Re: Speaking of marriage...

Date: 2020-02-26 06:10 am (UTC)
mildred_of_midgard: (Default)
From: [personal profile] mildred_of_midgard
Speaking of marriage! The reason I tracked down this book (well, the reason I bought it on my current budget was that it looked like it was full of ambassador report goodies, but the reason I wanted it in the first place), is that it's the citation in a bio for "Fritz didn't want to sleep with EC on his wedding night, FW had to bully him into it, Fritz was seen walking in the valley an hour later." That was supposedly a report from Seckendorff back to Vienna after the wedding that's quoted in Jessen. Can you confirm or deny?

Re: Speaking of marriage...

Date: 2020-02-26 10:12 am (UTC)
selenak: (Default)
From: [personal profile] selenak
Actually, what Seckendorff is writing to Eugene is that all the satiric pieces launched by London and Hannover - „Allesamt unwahr“ - i.e. „all untruthful“ - , are CLAIMING that FW had to bully Fritz into sleeping with EC and that he was seen walking in public through the Salztal an hour later. Seckendorff further reports that this makes FW even more pissed off at the Hannover cousins than usual and that to this hour, he hasn‘t written an official notification (i.e. a „dear bro in law, my son got married“ to them. Since Seckendorff has no problem informing Eugene whenever Fritz does pull stunts like this, and was present at the wedding, I‘m taking him at his word that it was untruthful satire. All on page 57 of the first Jessen volume.
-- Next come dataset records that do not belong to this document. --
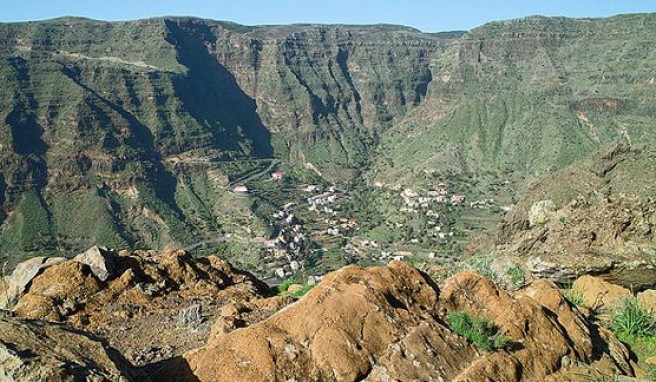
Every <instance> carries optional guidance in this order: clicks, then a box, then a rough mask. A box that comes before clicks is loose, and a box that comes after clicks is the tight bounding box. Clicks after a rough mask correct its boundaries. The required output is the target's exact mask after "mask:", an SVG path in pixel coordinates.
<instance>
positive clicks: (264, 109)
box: [0, 14, 656, 253]
mask: <svg viewBox="0 0 656 382" xmlns="http://www.w3.org/2000/svg"><path fill="white" fill-rule="evenodd" d="M655 24H656V15H653V14H649V15H629V16H618V17H614V18H609V19H599V20H570V19H562V18H554V19H549V18H528V19H522V20H515V21H508V22H497V23H492V24H488V25H486V26H483V27H481V28H477V29H475V30H473V31H471V32H469V33H466V34H464V35H463V34H461V33H457V32H455V33H446V34H424V33H421V32H419V31H416V30H414V29H411V28H407V27H399V26H388V25H376V26H329V25H292V26H271V27H247V26H241V25H237V24H233V23H227V22H218V21H210V20H200V19H194V18H160V19H150V20H140V21H131V22H115V23H107V22H101V21H93V20H87V19H76V18H62V19H56V20H49V21H42V22H27V23H13V24H0V81H1V83H2V86H1V87H0V203H1V205H2V208H1V211H0V223H1V224H2V228H1V230H0V252H3V253H5V252H9V253H14V252H16V253H25V252H30V251H42V250H44V249H46V250H49V251H64V252H71V251H76V250H79V249H82V248H85V247H88V246H89V245H92V244H105V245H109V246H116V247H125V246H131V247H135V246H139V247H157V248H163V247H165V246H168V245H184V244H189V243H193V242H197V241H199V240H203V239H207V238H213V237H217V236H220V235H222V234H223V233H224V232H226V230H227V227H228V226H230V225H232V226H237V227H244V228H245V229H246V228H247V229H248V230H250V229H251V228H253V229H256V230H257V229H260V230H264V229H265V228H264V227H265V226H264V225H263V224H262V221H260V220H258V218H256V217H254V216H253V214H252V213H251V211H250V209H251V207H252V206H251V205H250V204H249V203H248V202H245V201H244V200H243V199H240V198H239V197H238V196H235V195H234V194H233V193H230V192H229V187H230V186H233V185H234V184H232V183H230V181H231V180H235V179H239V178H240V177H241V176H243V175H244V173H246V174H247V173H248V169H246V168H245V167H244V166H242V163H244V162H243V161H253V162H252V163H255V164H254V165H253V166H257V163H261V167H260V171H262V169H266V168H268V167H267V166H272V167H270V168H273V167H274V165H275V163H278V162H272V161H271V160H272V159H274V158H275V159H276V161H282V162H284V163H285V165H286V166H289V168H299V169H300V168H302V166H307V167H308V168H311V169H313V170H317V171H316V172H317V173H320V174H322V176H323V177H325V178H328V179H330V180H332V181H340V180H346V179H349V178H350V177H352V176H353V175H354V174H360V173H362V172H367V171H368V169H369V168H372V171H371V172H370V173H369V176H370V177H383V178H386V179H388V180H391V181H397V180H399V179H406V180H409V181H412V179H413V178H414V177H415V174H417V173H418V170H436V169H437V170H441V171H442V170H454V171H457V172H459V173H467V174H478V173H482V172H492V173H494V172H509V173H516V174H518V176H520V177H524V176H528V177H529V178H530V177H533V176H536V175H538V174H543V173H546V172H549V171H552V170H555V169H558V168H561V167H563V166H564V165H566V164H569V163H571V162H573V161H575V160H577V159H580V158H584V157H586V156H587V155H588V154H589V153H590V152H592V151H593V150H595V149H596V148H597V147H598V146H599V145H601V144H604V143H607V142H611V141H616V140H620V141H622V140H623V141H631V142H653V128H652V124H653V120H654V116H655V115H656V114H655V113H656V109H655V108H654V105H656V103H654V95H655V90H656V85H655V84H654V78H653V73H654V72H655V70H654V65H655V64H654V62H656V61H655V60H654V58H656V57H654V56H655V55H656V53H655V52H654V50H653V49H652V48H651V41H653V30H654V25H655ZM374 150H375V151H376V152H375V154H374V155H372V152H373V151H374ZM258 161H259V162H258ZM267 161H268V162H267ZM249 163H250V162H249ZM370 165H371V166H370ZM520 186H521V185H518V187H520ZM233 217H236V218H234V219H233Z"/></svg>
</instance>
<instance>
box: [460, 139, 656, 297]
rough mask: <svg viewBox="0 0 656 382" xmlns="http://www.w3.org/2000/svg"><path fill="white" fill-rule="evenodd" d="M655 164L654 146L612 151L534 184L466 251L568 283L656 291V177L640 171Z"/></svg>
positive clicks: (613, 148)
mask: <svg viewBox="0 0 656 382" xmlns="http://www.w3.org/2000/svg"><path fill="white" fill-rule="evenodd" d="M654 166H656V152H655V151H653V150H652V149H651V148H643V149H632V148H629V147H627V146H625V145H615V146H613V147H611V148H610V149H605V150H604V151H601V152H600V153H598V154H596V155H594V156H592V157H591V158H589V159H588V160H585V161H582V162H578V163H575V164H573V165H571V166H569V167H567V168H565V169H563V170H561V171H558V172H556V173H554V174H552V175H550V176H548V177H546V178H545V179H543V180H541V181H539V182H537V183H536V184H534V185H533V186H531V187H530V188H529V189H528V190H527V191H526V192H525V193H524V195H523V196H522V198H521V200H520V201H519V203H518V204H517V205H516V206H515V207H514V208H513V209H512V210H511V211H510V212H509V213H508V214H506V217H505V218H504V221H503V223H502V224H501V225H500V226H499V227H498V229H497V230H496V231H494V232H492V233H490V234H487V235H483V236H481V237H480V238H477V239H476V240H474V241H473V242H472V243H471V244H470V245H469V246H468V248H467V250H466V253H467V254H468V255H474V254H479V255H483V254H488V253H492V252H494V253H497V254H499V255H500V256H519V257H520V258H521V259H522V260H523V261H524V262H525V264H526V268H527V270H528V271H529V273H530V274H531V275H532V276H534V277H537V278H549V279H551V280H553V281H556V282H558V283H560V284H564V285H566V284H571V283H572V282H573V281H574V280H575V279H576V278H578V277H579V276H582V275H585V274H593V275H595V276H599V277H602V278H603V279H604V280H606V281H609V282H611V283H613V284H618V285H621V286H623V287H625V288H629V289H632V290H636V291H640V290H644V289H649V288H651V289H653V288H655V287H656V201H655V200H654V199H653V196H654V195H656V194H655V193H654V184H655V182H653V181H652V178H653V177H654V176H656V175H655V174H656V172H654V171H642V170H638V169H641V168H645V169H650V168H654ZM547 200H550V201H553V210H551V211H549V212H548V213H547V215H548V218H546V219H542V223H541V224H534V223H535V222H536V217H535V216H534V215H536V211H535V210H536V209H537V210H538V212H539V211H543V210H545V208H537V206H541V205H542V204H544V201H547ZM534 206H535V207H536V208H532V207H534ZM532 211H533V212H532ZM538 215H539V214H538ZM537 220H540V219H537Z"/></svg>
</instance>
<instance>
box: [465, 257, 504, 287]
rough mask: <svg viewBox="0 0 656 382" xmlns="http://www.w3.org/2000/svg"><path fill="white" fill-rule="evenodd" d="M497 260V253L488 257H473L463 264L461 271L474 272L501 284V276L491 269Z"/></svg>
mask: <svg viewBox="0 0 656 382" xmlns="http://www.w3.org/2000/svg"><path fill="white" fill-rule="evenodd" d="M496 258H497V254H496V253H491V254H489V255H487V256H478V255H477V256H472V257H470V258H469V259H467V260H465V261H463V262H462V263H461V265H460V270H466V269H468V270H472V271H474V272H476V273H478V274H479V275H481V276H483V277H487V278H489V279H490V280H492V281H494V282H495V283H499V282H500V281H501V280H500V278H499V275H497V274H496V273H495V272H494V271H492V270H491V269H490V265H492V261H494V259H496Z"/></svg>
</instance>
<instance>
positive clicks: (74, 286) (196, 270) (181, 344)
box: [14, 248, 269, 366]
mask: <svg viewBox="0 0 656 382" xmlns="http://www.w3.org/2000/svg"><path fill="white" fill-rule="evenodd" d="M78 260H83V261H78ZM94 264H95V265H101V267H100V268H99V267H97V266H94ZM109 264H112V265H111V266H110V265H109ZM99 269H101V270H103V271H102V272H99ZM104 270H106V271H107V273H104ZM116 270H119V272H120V273H116ZM105 276H106V279H105V281H103V280H102V279H101V277H103V278H105ZM268 293H269V291H268V287H267V286H266V285H265V284H263V283H262V282H260V281H259V280H257V279H256V278H255V277H253V276H252V275H251V274H249V273H247V272H242V271H239V270H236V269H234V268H233V267H232V266H231V265H230V264H229V263H228V262H227V261H225V260H223V259H220V258H218V257H216V256H208V257H204V258H198V259H195V258H193V257H192V256H191V255H190V254H189V253H187V252H185V251H175V250H170V251H165V252H164V253H161V254H158V253H155V252H145V251H135V252H129V251H121V252H120V253H108V252H106V251H104V250H103V249H101V248H98V249H97V250H96V249H94V250H93V251H88V252H87V253H86V254H85V256H84V258H82V259H81V258H80V257H77V258H76V259H71V260H66V261H62V262H60V263H58V264H54V265H51V266H49V267H48V268H47V269H45V270H44V271H42V272H41V273H39V274H38V275H36V276H35V277H34V278H33V279H32V281H31V282H30V284H29V286H28V287H27V289H26V290H25V292H24V293H23V294H22V295H21V296H20V297H19V298H18V301H17V303H16V305H15V307H14V312H15V313H16V314H18V315H20V316H22V317H25V318H31V319H41V320H50V321H57V322H62V323H67V324H69V325H71V326H73V327H75V328H78V329H82V330H85V331H90V332H93V333H95V334H98V335H101V336H103V337H105V338H107V339H108V341H109V343H110V344H111V345H112V346H114V347H116V348H117V349H118V350H119V351H121V352H122V353H123V354H124V355H125V356H126V358H128V360H130V361H131V362H132V363H134V364H135V365H137V366H143V365H146V364H148V363H152V362H157V361H160V360H163V359H166V358H169V357H171V356H175V355H179V354H182V353H183V352H184V351H186V350H189V349H193V348H197V347H199V346H201V345H202V344H204V343H205V342H206V341H207V338H208V337H209V336H210V332H211V331H210V329H211V326H212V325H211V324H212V323H211V322H209V319H210V318H212V317H214V316H215V315H217V314H218V311H219V309H220V308H221V307H222V305H224V304H225V303H227V302H234V303H248V302H249V301H251V300H256V299H260V298H262V297H264V296H265V295H267V294H268ZM188 312H191V313H193V314H188ZM176 317H182V318H183V320H182V321H183V322H184V323H185V324H184V325H180V321H179V320H177V319H175V318H176ZM190 317H191V319H189V318H190ZM249 320H256V317H255V315H254V316H253V317H252V318H249ZM237 326H239V323H238V322H237Z"/></svg>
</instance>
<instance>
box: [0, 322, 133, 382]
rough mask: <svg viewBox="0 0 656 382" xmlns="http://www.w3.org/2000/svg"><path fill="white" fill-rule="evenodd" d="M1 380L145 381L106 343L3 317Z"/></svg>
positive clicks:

Let me guess: Blanning‘s bad German strikes again, and he can‘t read the conditionalis or disclaimers? (The construction of the sentence is „it is claimed by satiric pieces, all untruthful, that“ etc.

Re: Speaking of marriage...

Date: 2020-02-26 10:26 am (UTC)
mildred_of_midgard: (Default)
From: [personal profile] mildred_of_midgard
Thank you for clarifying. I had a feeling something like that was going on. It's actually MacDonogh this time, saying that Seckendorff "sent the gossip back to Vienna," without ever stating that Seckendorff didn't believe it or implying any disbelief on his own part other than attributing it to "gossip." He makes it sound like Seckendorff is reporting this as the best source he's got.

Both authors are prone to mis-citing their sources in amazing ways. I would like to blame poor French/German, but Blanning mis-cites Voltaire's memoirs, which have been *translated into English*.

As noted, Asprey gets around this problem by not citing! And when he does, it's a book, not a page number.

All on page 57 of the first Jessen volume.

Just to spare you confusion in case you ever find yourself looking up Jessen in a hard copy: there's only one physical volume. I proactively split the pdfs because you had trouble downloading the large Fredersdorf file back in December.